Corker has a spotty history as a Trump nemesis. As Trump wrapped up the 2016 Republican nomination, Corker praised the bilious billionaire for “challenging the foreign policy establishment.” And after the election, he allowed himself to be considered for secretary of State.
Flake, with one of the most right-wing voting records in the Senate, is also an unlikely leader of the anti-Trump resistance. While he pointedly refused to endorse Trump during the 2016 campaign, Flake is disciple of Barry Goldwater and entitled his recent book, in Goldwater fashion, “Conscience of a Conservative.”
What many liberals forget is that most of the heroes of the drive to remove Richard Nixon from office had similarly flawed records.
Sam Ervin, the legendary chairman of the Senate Watergate committee, had been a leader of Southern filibusters against civil rights legislation.

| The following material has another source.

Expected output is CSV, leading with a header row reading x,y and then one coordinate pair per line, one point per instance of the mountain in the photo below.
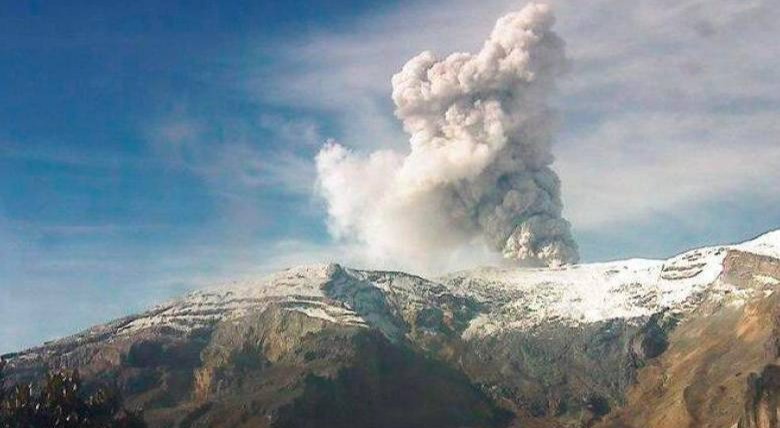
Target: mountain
x,y
692,341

And during the final days, Goldwater himself was one of the Republican elder statesmen who told Nixon in August 1974 he had to resign for the good of country.
As long as the Republicans control both chambers of Congress, Democrats will remain bystanders in any attempt to contain the nation’s chaos theory president who governs through temper tantrums. If Congress reasserts its constitutional prerogatives in an ongoing struggle with Trump, it will be because Republicans like Corker, Flake and McCain will have led the way.
In a sense, Flake’s speech was reminiscent of another address by a first-term Republican senator — Margaret Chase Smith, who took on smear artist Joseph McCarthy in 1950. While senior legislators nervously worried about retaliation from the guttersnipe Wisconsin Republican, Smith bravely denounced McCarthy for turning the chamber into “a forum of hate and character assassination.”
There is a temptation to view the current apostasy in narrow legislative terms. The latest Trump fusillade at Corker was triggered, in part, by the Tennessee senator’s insistence that he will not vote for any tax cut legislation that increases the deficit.
With the Republicans practicing imaginative bookkeeping by claiming that a projected $1.5 trillion tax loss would be miraculously paid for by economic growth, Corker’s balanced-budget purity will likely cost the GOP a vote they can little afford to lose. Flake, on the other hand, has always been a loyal Republican on economic issues like tax cuts.
But that kind of small-bore vote-counting misses the larger point: Two respected Republican senators loudly broke with Trump on the same day.
McConnell weighs in
Tellingly, when Flake finished, Mitch McConnell rose not to defend Trump, but instead to say, “We’ve just witnessed a speech from a very fine man, a man who clearly brings high principles to the office every day.”
McConnell, of course, has been Trump’s enabler from the beginning, believing that tax cuts and partisan advantage trump any shred of principle. It would be a miracle of biblical proportions if McConnell somehow was inspired by his GOP colleagues. But the Watergate years were also a time of stunning turnabouts.
The first test of the new realities in the Senate will come next Monday when Corker presides over a Foreign Relations hearing featuring Rex Tillerson and James Mattis. And McCain, of course, chairs Armed Services. Maybe Trump is about to learn the power of Senate committee chairmen with a mission to tamp down an out-of-control president.